As Frieze week gets underway, we pick out our favourite art-themed movies, from Caravaggio and Andrei Rublev to Frida and Showing Up.

In this feature debut from Jack Hazan, David Hockney’s canvases and photographs dissolve into highly stylised—and at times shockingly intimate—scenes, revealing the heartbreak and inspiration behind one of his iconic pool paintings. The effect is hypnotic—less a documentary than a portrait of Hockney’s early emotional and creative world.

In 17th century Rome, Michelangelo Merisi da Caravaggio casts a dark shadow searching for patrons in the church whilst consorting with the city’s underworld. A landmark in Derek Jarman’s career, and the beginning of his relationship with muse Tilda Swinton (who makes her screen debut), this film captures the titular artist’s world with all the gravity and sumptuousness of his paintings.

Gerhard Richter has often been called the greatest artist of our time. For three years, director Corinna Belz was given rare access to his studio. In this pared-back documentary, the artist says little; our focus is turned instead to the physical act of painting. By showing Richter at work, Belz is able to make sense of his art: the expression of the incomprehensible through the form of the paintings themselves.

A humanising portrait of one of contemporary art’s provocateurs par excellence. The Artist Is Present follows Marina Abramović as she prepares for her 2010 MoMA retrospective, revealing the person behind the performances. Charismatic, fearless, and full of tender contradictions, “Marina seduces,” even as her work continues to provoke.

Widely regarded as Tarkovsky’s magnum opus, this portrait of the titular medieval icon painter, creating in an unseeing and uncomprehending world, is one of the great works of world cinema. At a hefty three-hour running time, Rublev’s despairing creativity is resolved in the film’s unforgettable final episode when a young boy casts a bell through a sheer act of faith, allowing Rublev to break his silence and start to paint again.

Willem Dafoe plays Van Gogh in Julian Schnabel’s heartfelt biopic of the artist’s life.

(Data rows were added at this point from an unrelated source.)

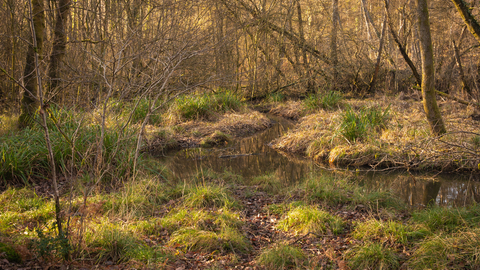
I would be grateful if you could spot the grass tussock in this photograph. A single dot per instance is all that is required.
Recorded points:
(438, 219)
(310, 219)
(20, 208)
(282, 256)
(202, 133)
(206, 105)
(385, 134)
(389, 231)
(343, 190)
(448, 251)
(372, 256)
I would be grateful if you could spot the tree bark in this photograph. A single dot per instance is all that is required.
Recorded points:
(401, 47)
(430, 106)
(371, 87)
(333, 44)
(29, 102)
(59, 44)
(468, 18)
(465, 86)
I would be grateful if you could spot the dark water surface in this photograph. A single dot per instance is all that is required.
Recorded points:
(251, 157)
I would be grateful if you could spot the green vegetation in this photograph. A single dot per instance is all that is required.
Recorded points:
(448, 219)
(337, 190)
(357, 125)
(9, 253)
(309, 219)
(282, 256)
(205, 105)
(148, 218)
(388, 231)
(372, 256)
(209, 196)
(327, 101)
(448, 251)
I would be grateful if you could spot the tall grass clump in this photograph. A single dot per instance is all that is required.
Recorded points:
(448, 219)
(23, 206)
(327, 101)
(191, 107)
(282, 256)
(308, 219)
(209, 196)
(276, 97)
(140, 113)
(24, 155)
(391, 231)
(357, 125)
(110, 242)
(372, 256)
(448, 251)
(330, 100)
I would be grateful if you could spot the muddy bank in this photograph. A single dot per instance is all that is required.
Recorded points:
(202, 133)
(404, 142)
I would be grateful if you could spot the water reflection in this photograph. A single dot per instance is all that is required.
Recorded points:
(251, 157)
(248, 157)
(424, 190)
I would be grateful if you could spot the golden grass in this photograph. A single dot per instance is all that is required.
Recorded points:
(290, 109)
(406, 142)
(191, 133)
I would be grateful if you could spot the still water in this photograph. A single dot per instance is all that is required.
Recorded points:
(251, 157)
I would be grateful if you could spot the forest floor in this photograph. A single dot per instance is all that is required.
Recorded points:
(222, 221)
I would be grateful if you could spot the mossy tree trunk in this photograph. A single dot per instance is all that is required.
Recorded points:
(430, 106)
(59, 44)
(29, 101)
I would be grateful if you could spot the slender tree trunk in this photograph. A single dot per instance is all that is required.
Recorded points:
(430, 106)
(59, 44)
(333, 44)
(29, 102)
(401, 48)
(465, 86)
(379, 57)
(306, 65)
(468, 18)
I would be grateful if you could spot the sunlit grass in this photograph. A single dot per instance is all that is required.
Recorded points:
(392, 231)
(19, 207)
(448, 219)
(372, 256)
(310, 219)
(448, 251)
(190, 107)
(282, 256)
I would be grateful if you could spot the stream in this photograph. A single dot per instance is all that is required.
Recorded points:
(252, 157)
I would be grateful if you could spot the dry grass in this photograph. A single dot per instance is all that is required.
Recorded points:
(192, 133)
(405, 142)
(291, 110)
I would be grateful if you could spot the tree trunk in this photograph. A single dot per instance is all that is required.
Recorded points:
(333, 44)
(371, 87)
(59, 44)
(29, 99)
(401, 48)
(468, 18)
(465, 86)
(430, 106)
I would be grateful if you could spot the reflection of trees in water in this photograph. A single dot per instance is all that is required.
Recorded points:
(263, 161)
(415, 190)
(419, 191)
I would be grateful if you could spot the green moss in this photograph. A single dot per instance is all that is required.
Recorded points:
(372, 256)
(309, 219)
(10, 253)
(282, 256)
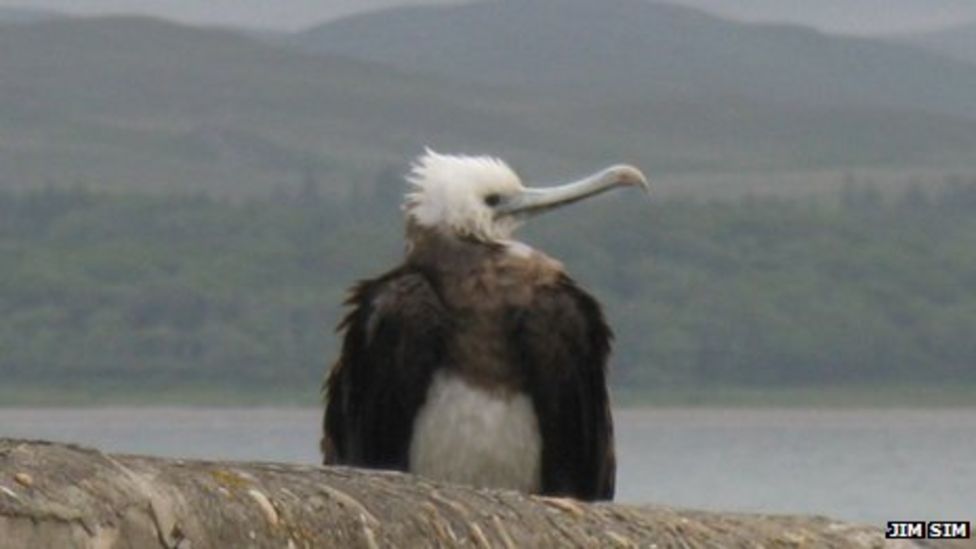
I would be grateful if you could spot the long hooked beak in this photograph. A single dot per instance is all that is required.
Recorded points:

Schnabel—himself both filmmaker and painter—tells Van Gogh’s story from the perspective of a fellow artist, capturing the vital energy that drove his art with the same painterly intensity.

Salma Hayek stars in Julie Taymor’s biopic of the iconic 20th century Mexican painter. Kahlo’s pain-fraught life—as artist, political radical, and two-time wife to Diego Rivera—provides all the drama. A colourful and often heart-warming watch—in spite of a few rogue animations that might raise a Kahlo-style eyebrow.

A candid drama starring Reichardt regular Michelle Williams as Lizzy Carr, a fledgling ceramics artist navigating the chaos of everyday life and family responsibility as she prepares for a career-changing exhibition. Reichardt has given art-lovers another film with The Mastermind—a heist movie starring Josh O’Connor, which was nominated for the Palme d’Or in Cannes this year.